Dessert is a Brie-steeped flan with a spicy CBD-infused Sicilian olive oil, tarragon, and citrus. Despite giving up booze eight months ago, I’m also pretty damn proud of the cocktail I create for the evening with our great bartender, Stuart. Using the whey left over from the brunch ricotta, I make a simple syrup with star anise, tarragon, and fennel stalks, and blend it with fennel juice. Stuart adds orange bitters, vodka, and a full dose of CBD before the cocktail’s shaken and poured over ice. The guests seem to love it, which is all the enjoyment I need, not having drunk it myself. By the end of it, I can’t really say CBD has gone full effect, but everyone leaves hugging. I mean, like, really hugging, with eye contact and huge, wide smiles, and I dance to the entirety of Beyoncé’s 4 album in the strobe-lit, empty room while the crew tries to clean around me.

Tuesday, January 30
Finally, it’s my Friday! TGIT! I meet up with Carla Holguin, the incredible manager of Lalito, at the restaurant. We both show up exactly 25 minutes later than we agreed to, after taking the MTA and brown-people time into consideration (which, by normal B.P.T. guidelines, is actually on time). We are headed to Bushwick to record a segment of “Recommended Reading” with the lovely folks of the Food Book Fair. I pretend that this is Carla’s first outing to Brooklyn, as she is die-hard born and raised in the Bronx. Though she claims to have been out here previously, I joke that I’ll leave her behind to start a new life. Heritage Radio is situated at Roberta’s, which always means pizza, pizza, pizza. By miracle, we actually arrive early. Too early, even.

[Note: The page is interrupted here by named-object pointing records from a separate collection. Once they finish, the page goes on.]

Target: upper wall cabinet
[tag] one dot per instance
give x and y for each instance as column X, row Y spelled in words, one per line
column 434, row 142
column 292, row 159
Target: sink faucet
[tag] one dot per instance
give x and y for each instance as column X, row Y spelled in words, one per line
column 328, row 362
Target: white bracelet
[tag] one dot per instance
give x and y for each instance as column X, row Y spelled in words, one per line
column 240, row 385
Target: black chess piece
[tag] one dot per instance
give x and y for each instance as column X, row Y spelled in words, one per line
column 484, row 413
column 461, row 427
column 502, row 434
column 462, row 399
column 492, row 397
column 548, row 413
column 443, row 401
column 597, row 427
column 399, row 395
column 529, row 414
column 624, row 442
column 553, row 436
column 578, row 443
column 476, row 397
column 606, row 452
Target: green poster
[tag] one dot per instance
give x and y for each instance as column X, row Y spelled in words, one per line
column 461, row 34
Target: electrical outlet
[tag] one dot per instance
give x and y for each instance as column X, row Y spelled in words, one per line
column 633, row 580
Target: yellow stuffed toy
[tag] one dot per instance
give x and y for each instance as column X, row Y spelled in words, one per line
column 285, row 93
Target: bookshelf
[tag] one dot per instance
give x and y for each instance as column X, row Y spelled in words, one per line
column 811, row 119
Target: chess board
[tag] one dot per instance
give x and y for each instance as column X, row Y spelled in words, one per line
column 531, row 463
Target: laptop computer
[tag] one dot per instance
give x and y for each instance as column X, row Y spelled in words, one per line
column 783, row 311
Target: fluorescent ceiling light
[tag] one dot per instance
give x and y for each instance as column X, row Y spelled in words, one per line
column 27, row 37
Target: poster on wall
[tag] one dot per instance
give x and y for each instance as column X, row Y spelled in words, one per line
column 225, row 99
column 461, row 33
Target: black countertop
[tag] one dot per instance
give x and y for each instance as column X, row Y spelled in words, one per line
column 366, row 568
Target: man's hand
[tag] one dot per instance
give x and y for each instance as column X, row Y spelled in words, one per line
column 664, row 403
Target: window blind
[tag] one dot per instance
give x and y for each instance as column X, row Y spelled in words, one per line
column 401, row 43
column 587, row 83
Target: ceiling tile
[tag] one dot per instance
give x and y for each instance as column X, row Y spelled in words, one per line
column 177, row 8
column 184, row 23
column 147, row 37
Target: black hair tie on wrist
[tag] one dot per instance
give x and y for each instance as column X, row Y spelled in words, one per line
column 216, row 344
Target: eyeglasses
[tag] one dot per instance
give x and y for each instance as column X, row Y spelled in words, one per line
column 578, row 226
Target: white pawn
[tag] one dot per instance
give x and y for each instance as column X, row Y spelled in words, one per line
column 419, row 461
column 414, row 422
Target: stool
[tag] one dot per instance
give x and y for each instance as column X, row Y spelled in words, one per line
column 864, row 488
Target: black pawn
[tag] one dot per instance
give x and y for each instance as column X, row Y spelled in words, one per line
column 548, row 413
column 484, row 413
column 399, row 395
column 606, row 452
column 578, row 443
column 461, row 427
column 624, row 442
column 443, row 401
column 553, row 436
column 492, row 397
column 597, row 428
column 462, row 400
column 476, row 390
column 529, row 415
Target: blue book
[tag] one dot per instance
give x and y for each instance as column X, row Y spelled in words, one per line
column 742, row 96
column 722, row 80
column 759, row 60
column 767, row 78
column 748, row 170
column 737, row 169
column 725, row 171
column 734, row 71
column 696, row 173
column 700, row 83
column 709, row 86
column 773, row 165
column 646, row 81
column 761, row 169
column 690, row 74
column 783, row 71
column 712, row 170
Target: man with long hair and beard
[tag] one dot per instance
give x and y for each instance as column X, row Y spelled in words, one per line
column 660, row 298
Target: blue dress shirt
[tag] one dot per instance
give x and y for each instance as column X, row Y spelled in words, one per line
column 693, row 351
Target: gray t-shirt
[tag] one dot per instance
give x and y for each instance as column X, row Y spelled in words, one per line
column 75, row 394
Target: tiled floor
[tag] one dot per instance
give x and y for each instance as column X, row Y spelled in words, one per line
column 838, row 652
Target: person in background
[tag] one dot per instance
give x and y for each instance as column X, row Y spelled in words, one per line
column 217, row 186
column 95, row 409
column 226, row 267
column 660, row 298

I grab some snacks from the bakery, like an amazing almond croissant, blueberry muffin, and a garlic knot. We each take small bites, knowing that some pizza will soon greet us in the booth. Carla claims to be nervous, but kills it once we are in there. Amanda Dell and Kim Chou, the gracious hosts, share with us padrón peppers and a margherita pie. We talk about music, dismantling the capitalist system through dancing, Pan-Latin food, “baby shower” as a type of cuisine (the buffet food for all family functions), being stupid on Instagram, and moving past monetary transactions as participants in the restaurant industry. I am happy to have been invited, but am even more proud to do it with Carla.

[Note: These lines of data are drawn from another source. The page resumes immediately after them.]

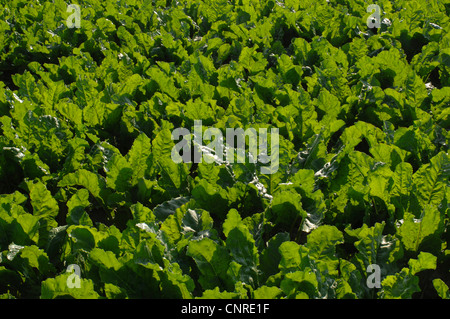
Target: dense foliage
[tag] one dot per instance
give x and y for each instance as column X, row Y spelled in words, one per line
column 86, row 177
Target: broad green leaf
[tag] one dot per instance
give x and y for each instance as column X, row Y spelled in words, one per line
column 57, row 288
column 423, row 262
column 300, row 281
column 431, row 180
column 241, row 245
column 423, row 231
column 399, row 286
column 44, row 205
column 77, row 214
column 233, row 220
column 441, row 288
column 212, row 260
column 265, row 292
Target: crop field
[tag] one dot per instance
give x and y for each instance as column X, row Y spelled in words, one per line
column 240, row 149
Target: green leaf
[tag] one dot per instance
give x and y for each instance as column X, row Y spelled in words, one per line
column 441, row 288
column 270, row 257
column 57, row 288
column 399, row 286
column 430, row 181
column 300, row 281
column 232, row 221
column 44, row 205
column 94, row 183
column 138, row 156
column 118, row 173
column 241, row 245
column 293, row 257
column 76, row 205
column 423, row 231
column 322, row 243
column 423, row 262
column 212, row 260
column 265, row 292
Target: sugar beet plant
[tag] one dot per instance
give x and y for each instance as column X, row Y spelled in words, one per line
column 93, row 205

Afterward, we head over to Bunna on Flushing Avenue for Ethiopian food. I love this place, and we agree that it is the classic date spot when you’re tryna get it with that special person. The food is always great, and the service is some of the nicest. We always opt for the “feast” portion of the menu, which includes injera and a variety of stews and veg. It’s all vegetarian, and you eat everything by tearing the injera and pinching the food off of the plate, which, incidentally, is the exact method of eating that I am accustomed to, using tortillas as my utensils whenever eating the food at my relatives’ house.

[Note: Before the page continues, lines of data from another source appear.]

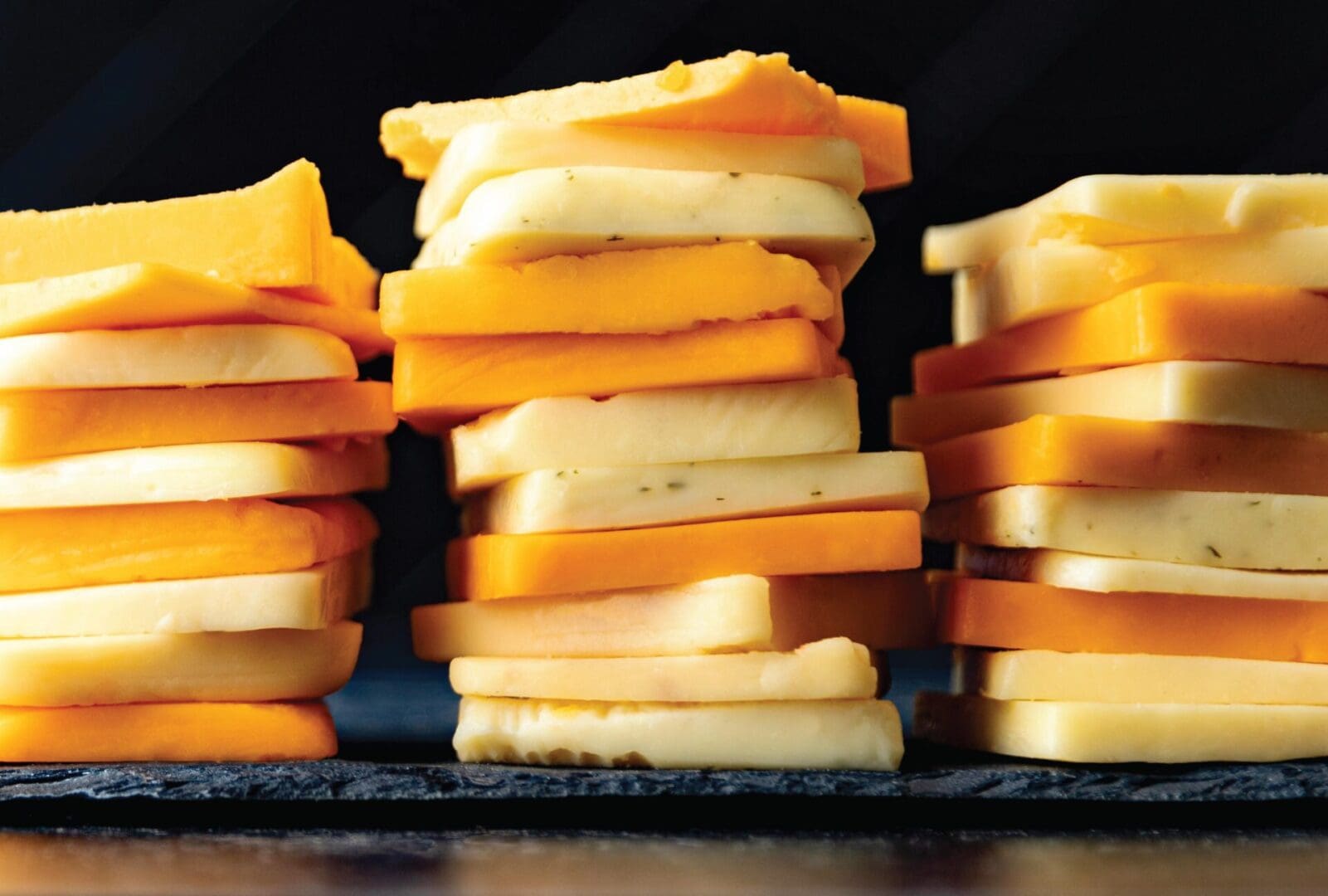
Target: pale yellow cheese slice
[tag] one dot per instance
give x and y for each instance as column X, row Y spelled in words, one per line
column 656, row 426
column 786, row 734
column 662, row 494
column 1214, row 528
column 582, row 210
column 1088, row 572
column 1088, row 732
column 1224, row 393
column 830, row 670
column 230, row 667
column 306, row 599
column 183, row 473
column 1137, row 679
column 1111, row 209
column 174, row 356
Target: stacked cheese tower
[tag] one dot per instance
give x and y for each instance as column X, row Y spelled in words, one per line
column 179, row 418
column 672, row 554
column 1129, row 444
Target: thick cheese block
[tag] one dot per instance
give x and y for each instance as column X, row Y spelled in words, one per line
column 1028, row 616
column 885, row 611
column 782, row 734
column 645, row 291
column 271, row 664
column 137, row 296
column 1214, row 528
column 1088, row 572
column 1136, row 679
column 1082, row 732
column 1224, row 393
column 659, row 426
column 830, row 670
column 486, row 567
column 95, row 546
column 52, row 424
column 1112, row 209
column 274, row 234
column 306, row 599
column 439, row 382
column 582, row 210
column 489, row 150
column 181, row 473
column 662, row 494
column 168, row 733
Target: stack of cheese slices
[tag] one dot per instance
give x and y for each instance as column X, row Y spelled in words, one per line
column 1129, row 444
column 179, row 418
column 627, row 312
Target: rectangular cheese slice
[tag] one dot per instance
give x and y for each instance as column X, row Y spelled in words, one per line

Some of the standouts are the pumpkin, spicy lentils, marinated kale, split peas, and sautéed beets. Carla really loves it, as we’re joined by Kim, DeVonn, and Charlie, a cook over at Lalito. We talk more shit over food, have a nice time, and prolong us reentering the cold. Eventually, I make it home by early evening, and although I had originally intended to go out for one more meal, I find myself completely content by everything I’ve eaten this week, all of the places I’ve visited, and above all, really happy and proud of all of the food I was lucky enough to make.

Sometimes you get stuck in routines and get burdened by the day-to-day rigor of this city. And sometimes the spontaneity of everything really allows you to absorb and observe, and then share that with the people you love. Either way, I take a double dose of some of the remaining CBD oil left over from last night’s dinner and bid the skyline a satisfied “peace out.”